Thursday, September 11, 2008
A recent case from Utah gives me my third recent opportunity to address the invited error doctrine (for previous posts, click here and here). In that case, former Fazoli's restaurant manager J.W. Craig Lamoreaux was convicted by a jury in March of one felony count of attempted forcible sex abuse for allegedly putting his hand down the pants of and making sexual advances toward a 17-year-old female employee in March 2007. During trial, defense counsel introduced into evidence a DVD-recorded interview of the victim during which she told police that Lamoreaux had mentioned he was transferred from the Orem store to the Provo store because of other flirtatious acts. Defense counsel later, however, rebutted this allegation through an affidavit from a regional manager, who said that no harassment had occurred in Orem. Instead, according to defense counsel, Lamoreaux was transferred because of a paperwork issue.
And when defense counsel pressed this theory of Lamoreaux's previous transfer during closing arguments, the prosecution rebutted it by referencing the alleged victim's statements in the DVD-recorded interview. After Lamoreaux was convicted, defense counsel argued that he was entitled to a new trial because the prosecutor improperly referred to the alleged victim's hearsay statements in his closing argument. Moreover, I would add that the alleged victim's statement should have been inadmissible not only on hearsay grounds, but also on the ground that it constituted improper propensity character evidence.

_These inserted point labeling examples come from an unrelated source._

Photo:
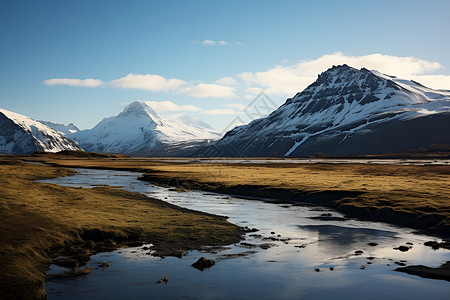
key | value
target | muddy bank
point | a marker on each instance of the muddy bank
(342, 201)
(42, 224)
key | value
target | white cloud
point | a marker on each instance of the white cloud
(204, 90)
(74, 82)
(149, 82)
(226, 81)
(283, 80)
(170, 106)
(219, 43)
(239, 106)
(222, 111)
(289, 80)
(208, 42)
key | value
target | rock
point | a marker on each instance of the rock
(442, 272)
(66, 262)
(436, 245)
(247, 229)
(203, 263)
(165, 279)
(104, 264)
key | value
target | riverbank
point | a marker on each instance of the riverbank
(416, 196)
(40, 222)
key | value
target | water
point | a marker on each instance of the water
(301, 243)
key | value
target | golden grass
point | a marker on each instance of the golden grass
(417, 196)
(39, 221)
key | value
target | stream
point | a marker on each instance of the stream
(307, 253)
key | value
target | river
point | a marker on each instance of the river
(310, 256)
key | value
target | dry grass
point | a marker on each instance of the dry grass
(417, 196)
(39, 221)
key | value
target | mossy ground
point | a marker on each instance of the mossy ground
(40, 221)
(413, 195)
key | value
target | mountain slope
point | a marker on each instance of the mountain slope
(22, 135)
(137, 128)
(347, 111)
(66, 129)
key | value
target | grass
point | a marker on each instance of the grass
(416, 196)
(39, 222)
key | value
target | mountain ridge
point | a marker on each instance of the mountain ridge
(136, 128)
(22, 135)
(342, 106)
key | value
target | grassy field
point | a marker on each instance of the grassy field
(415, 196)
(41, 221)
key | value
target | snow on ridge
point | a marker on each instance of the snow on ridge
(344, 97)
(44, 138)
(137, 127)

But while the alleged victim's statement thus should not have been introduced into evidence, the problem for Lamoreaux was that his counsel, and not the prosecution, introduced it into evidence. Thus, 4th District Judge Claudia Laycock found that a new trial was not warranted because "[i]f it was error, it was invited error brought in by the defense" and "[p]rosecutors had every right to comment on testimony that had come in without any objection." More specifically, the defendant "was the one who introduced it into evidence, not the state, and when this statement came up ... on the tape, it is his obligation to deal with it." I agree with the judge's conclusion because this was a classic case of a party inviting the court to commit an error, meaning that the party had no grounds to complain after that invitation was accepted.